2. The β -carotene producing genetically engineered yarrowia lipolytica of claim 1, wherein said uracil and leucine auxotrophic yarrowia lipolytica is yarrowia lipolytica Po1f, said carRP gene, carB gene, GGS1 gene, HMG gene, ERG13 gene, ERG10-11099 gene, ERG10-08536 gene, ERG8 gene, ERG19 gene, IDI gene, ERG12 gene are knocked into yarrowia lipolytica Po1f using CRISPR/9 operating system.

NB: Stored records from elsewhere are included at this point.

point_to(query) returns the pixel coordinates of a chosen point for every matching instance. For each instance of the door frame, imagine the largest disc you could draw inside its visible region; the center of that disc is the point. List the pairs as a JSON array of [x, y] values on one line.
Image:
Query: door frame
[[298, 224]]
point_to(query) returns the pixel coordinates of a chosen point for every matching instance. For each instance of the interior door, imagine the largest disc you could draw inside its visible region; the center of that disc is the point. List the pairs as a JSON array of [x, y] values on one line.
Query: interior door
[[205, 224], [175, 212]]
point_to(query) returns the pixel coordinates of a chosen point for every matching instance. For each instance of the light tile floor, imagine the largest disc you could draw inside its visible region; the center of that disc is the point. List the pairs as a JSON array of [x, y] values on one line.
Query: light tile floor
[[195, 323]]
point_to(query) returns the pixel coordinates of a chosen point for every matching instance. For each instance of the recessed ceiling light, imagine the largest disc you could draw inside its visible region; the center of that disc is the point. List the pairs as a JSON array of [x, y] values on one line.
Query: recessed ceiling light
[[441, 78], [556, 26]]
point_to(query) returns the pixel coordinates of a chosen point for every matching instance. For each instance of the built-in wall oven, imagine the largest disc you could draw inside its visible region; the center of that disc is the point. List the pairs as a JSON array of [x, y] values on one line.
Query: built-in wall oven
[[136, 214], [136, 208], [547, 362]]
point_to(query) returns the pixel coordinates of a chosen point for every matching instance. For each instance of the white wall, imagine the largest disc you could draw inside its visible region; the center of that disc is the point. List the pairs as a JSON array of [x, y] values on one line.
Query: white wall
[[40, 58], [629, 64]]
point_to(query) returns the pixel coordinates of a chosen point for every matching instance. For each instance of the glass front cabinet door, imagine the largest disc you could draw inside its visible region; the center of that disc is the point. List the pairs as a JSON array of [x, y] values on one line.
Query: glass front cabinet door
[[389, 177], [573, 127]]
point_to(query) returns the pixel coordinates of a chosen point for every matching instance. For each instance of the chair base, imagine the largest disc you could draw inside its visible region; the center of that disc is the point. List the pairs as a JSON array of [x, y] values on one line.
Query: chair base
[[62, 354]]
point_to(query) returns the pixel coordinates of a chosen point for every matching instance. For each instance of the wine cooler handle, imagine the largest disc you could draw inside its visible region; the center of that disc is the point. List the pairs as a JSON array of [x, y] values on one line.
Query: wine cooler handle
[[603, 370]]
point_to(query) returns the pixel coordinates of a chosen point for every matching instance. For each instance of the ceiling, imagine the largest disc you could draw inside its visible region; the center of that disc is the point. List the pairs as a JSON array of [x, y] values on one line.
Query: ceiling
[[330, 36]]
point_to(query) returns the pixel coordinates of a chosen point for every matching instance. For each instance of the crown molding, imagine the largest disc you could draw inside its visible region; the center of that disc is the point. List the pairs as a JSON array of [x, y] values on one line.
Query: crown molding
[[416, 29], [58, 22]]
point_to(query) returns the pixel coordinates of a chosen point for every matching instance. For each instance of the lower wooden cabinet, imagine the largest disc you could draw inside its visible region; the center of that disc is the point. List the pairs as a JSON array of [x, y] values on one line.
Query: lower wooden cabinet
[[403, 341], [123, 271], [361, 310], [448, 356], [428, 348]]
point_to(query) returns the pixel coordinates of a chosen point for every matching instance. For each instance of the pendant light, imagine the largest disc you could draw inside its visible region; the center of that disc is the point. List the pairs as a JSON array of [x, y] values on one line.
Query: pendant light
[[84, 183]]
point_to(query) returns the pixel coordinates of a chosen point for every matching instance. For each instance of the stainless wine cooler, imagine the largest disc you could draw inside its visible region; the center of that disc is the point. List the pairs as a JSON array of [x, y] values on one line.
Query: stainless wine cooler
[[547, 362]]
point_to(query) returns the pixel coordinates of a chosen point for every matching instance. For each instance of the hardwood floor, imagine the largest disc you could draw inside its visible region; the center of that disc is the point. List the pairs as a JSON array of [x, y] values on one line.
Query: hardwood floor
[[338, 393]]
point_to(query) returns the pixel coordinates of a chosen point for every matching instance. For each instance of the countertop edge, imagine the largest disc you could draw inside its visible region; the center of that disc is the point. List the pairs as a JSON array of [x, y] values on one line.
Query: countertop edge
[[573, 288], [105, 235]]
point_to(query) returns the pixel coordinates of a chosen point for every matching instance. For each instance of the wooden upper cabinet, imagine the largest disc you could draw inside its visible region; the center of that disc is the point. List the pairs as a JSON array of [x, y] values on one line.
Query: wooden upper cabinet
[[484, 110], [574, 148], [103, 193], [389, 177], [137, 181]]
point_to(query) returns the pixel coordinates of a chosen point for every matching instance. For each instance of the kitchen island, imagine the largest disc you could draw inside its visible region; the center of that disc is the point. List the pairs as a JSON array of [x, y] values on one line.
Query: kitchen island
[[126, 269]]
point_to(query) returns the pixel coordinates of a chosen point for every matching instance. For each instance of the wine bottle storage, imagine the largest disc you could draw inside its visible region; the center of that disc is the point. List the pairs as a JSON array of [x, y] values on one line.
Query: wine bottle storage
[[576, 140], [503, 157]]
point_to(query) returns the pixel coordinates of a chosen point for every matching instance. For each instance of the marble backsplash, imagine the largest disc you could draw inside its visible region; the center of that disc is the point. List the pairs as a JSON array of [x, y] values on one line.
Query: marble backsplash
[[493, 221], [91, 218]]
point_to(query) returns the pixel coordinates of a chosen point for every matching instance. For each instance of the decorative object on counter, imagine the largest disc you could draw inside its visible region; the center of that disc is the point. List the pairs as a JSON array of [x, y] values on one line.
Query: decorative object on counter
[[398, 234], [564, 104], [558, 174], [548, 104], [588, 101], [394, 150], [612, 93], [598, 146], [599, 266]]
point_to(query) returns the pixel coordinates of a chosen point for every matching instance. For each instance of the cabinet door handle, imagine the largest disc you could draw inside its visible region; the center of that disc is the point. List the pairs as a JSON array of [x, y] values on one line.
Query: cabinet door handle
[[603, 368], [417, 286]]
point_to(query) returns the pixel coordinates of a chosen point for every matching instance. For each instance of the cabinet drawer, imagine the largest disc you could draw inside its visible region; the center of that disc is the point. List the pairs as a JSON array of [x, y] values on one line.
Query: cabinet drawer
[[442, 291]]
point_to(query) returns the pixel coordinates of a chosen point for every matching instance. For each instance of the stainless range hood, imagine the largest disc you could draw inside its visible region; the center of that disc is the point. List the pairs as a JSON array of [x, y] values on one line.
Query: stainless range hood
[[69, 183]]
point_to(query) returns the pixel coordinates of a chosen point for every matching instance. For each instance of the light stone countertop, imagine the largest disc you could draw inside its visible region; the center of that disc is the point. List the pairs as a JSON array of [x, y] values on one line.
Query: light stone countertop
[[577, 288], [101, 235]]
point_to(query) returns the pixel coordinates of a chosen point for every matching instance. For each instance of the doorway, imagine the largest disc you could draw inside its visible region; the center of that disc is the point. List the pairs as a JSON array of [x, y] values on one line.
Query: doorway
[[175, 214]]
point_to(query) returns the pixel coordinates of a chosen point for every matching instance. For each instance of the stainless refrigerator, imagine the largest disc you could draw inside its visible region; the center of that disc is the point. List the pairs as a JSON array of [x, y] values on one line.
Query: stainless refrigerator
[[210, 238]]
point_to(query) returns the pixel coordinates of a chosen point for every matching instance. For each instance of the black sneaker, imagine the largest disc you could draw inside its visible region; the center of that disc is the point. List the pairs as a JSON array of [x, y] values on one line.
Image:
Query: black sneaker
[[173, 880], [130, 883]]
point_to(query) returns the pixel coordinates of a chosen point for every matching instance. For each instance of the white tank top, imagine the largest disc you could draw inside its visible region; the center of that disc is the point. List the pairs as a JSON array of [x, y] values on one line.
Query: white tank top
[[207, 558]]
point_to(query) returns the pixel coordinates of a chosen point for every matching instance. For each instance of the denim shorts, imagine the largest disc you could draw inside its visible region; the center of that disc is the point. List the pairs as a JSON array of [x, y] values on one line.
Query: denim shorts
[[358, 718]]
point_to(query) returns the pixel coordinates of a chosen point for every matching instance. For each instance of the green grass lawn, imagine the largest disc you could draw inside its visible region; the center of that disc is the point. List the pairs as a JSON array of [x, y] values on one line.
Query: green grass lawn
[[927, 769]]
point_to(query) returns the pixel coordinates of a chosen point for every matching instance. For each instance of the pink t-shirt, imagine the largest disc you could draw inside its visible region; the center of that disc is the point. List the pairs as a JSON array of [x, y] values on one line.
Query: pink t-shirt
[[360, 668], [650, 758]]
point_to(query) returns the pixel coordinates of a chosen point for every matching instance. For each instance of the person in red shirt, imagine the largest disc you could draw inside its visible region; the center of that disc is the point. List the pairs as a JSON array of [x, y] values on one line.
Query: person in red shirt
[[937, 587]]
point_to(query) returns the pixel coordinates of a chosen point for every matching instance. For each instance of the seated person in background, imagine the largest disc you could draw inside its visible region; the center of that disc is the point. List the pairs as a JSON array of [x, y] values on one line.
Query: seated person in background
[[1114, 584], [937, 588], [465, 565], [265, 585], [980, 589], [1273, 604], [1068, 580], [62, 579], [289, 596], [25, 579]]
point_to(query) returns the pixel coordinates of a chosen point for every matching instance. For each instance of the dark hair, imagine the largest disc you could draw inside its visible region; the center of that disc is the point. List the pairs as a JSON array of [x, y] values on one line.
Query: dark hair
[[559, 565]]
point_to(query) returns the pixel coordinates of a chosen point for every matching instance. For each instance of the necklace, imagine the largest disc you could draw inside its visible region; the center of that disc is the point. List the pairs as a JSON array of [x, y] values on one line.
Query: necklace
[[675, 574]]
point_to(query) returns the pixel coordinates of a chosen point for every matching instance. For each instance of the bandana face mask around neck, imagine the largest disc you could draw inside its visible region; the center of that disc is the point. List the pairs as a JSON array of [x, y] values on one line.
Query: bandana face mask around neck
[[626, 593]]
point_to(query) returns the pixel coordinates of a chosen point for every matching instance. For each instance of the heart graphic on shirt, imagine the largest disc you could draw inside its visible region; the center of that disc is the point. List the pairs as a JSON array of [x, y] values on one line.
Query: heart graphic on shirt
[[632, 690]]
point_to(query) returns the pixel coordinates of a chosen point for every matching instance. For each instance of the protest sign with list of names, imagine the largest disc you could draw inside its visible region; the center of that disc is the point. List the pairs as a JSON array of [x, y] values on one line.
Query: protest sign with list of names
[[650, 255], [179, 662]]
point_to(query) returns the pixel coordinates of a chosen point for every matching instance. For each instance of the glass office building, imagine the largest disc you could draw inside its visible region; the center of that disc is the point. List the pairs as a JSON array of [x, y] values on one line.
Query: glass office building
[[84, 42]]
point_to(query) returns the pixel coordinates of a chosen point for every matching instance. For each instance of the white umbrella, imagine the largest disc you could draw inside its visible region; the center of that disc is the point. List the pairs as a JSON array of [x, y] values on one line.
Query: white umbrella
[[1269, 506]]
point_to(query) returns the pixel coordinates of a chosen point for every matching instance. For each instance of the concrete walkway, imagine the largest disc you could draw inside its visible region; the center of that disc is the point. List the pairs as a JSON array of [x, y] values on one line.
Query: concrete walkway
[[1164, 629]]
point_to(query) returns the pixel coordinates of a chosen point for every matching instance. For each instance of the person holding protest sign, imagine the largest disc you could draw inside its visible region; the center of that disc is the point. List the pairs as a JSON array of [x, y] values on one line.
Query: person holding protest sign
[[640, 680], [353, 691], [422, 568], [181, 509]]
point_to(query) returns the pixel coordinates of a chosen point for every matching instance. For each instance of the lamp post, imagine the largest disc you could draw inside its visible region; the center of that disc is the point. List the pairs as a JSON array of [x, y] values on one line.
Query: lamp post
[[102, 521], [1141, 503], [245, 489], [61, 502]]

3. A knock-in plasmid pair of genetically engineered yarrowia lipolytica for gene knock-in, characterized in that said knock-in plasmid pair is a CRISPR/Cas9 system-based plasmid pair for knock-in yarrowia lipolytica, said knock-in plasmid pair being a pair of phrrp _ POX2_ hrGFP and pcrispry _ POX2, phrrp _ POX3_ hrGFP and pcrispry _ POX3, phrrp _ LIP1_ hrGFP and pcrispryryl _ LIP1, phrrp _ POX4_ hrGFP and pcrispry _ POX4, phrrp _ E _ 1_ hrGFP and pcrispry _ E1, phrrp _ a1_ hrysyl _ a gfp and pcrispry _ a 8, phrrp _ B6 _ hrGFP and pcrisyl _ B1, phrrp _ a2_ hrhrysyl _ a and pcrisryl _ p _ a 4684, at least one pair of phrrp _ p and pcrisryl _ p 3, phrase _ p 2 and pcrisyl _ p 3;

(1) plasmid pair pHR _ POX2_ hrGFP and pCRISPRyl _ POX 2:

(2) plasmid pair pHR _ POX3_ hrGFP and pCRISPRyl _ POX 3:

(3) pHR _ LIP1_ hrGFP and pCRISPRIyl _ LIP 1:

(4) pHR _ POX4_ hrGFP and pCRISPRIyl _ POX 4:

(5) pHR _ E1_ hrGFP and pCRISPRIyl _ E1:

(6) pHR _ A1_ hrGFP and pCRISPRIyl _ A1:

pHR _ A1_ hrGFP is a plasmid pHR _ A1 obtained by taking the genome of yarrowia lipolytica as a template, respectively amplifying 1200bp at both ends of an sgRNA sequence at an A1 site by PCR (polymerase chain reaction) by using primer pairs A1-LF/A1-LR and A1-RF/A1-RR, and taking a plasmid pHR _ AXP _ hrGFP as a template, amplifying by PCR by using the primer pairs plas-F and plas-R to obtain a plasmid basic skeleton, and seamlessly cloning and connecting the three fragments; the hrGFP gene expression cassette obtained by double digestion of the plasmid pHR _ AXP _ hrGFP with the restriction enzymes SpeI and AvrII was ligated to the plasmid pHR _ A1 similarly subjected to double digestion with the restriction enzymes SpeI and AvrII to obtain pHR _ A1_ hrGFP; wherein the primer sequences of the primers A1-LF, A1-LR, A1-RF and A1-RR are respectively shown as SEQ ID NO: 35. SEQ ID NO: 36. SEQ ID NO: 37 and SEQ ID NO: 38;

(7) pHR _ B1_ hrGFP and pCRISPRIyl _ B1:

(8) pHR _ A2_ hrGFP and pCRISPRIyl _ A2:

(9) pHR _ POX6_ hrGFP and pCRISPRIyl _ POX 6:

(10) pHR _ E2_ hrGFP and pCRISPRIyl _ E2:

4. Use of the β -carotene producing yarrowia lipolytica genetically engineered bacterium of claim 1 or 2 in the preparation of β -carotene.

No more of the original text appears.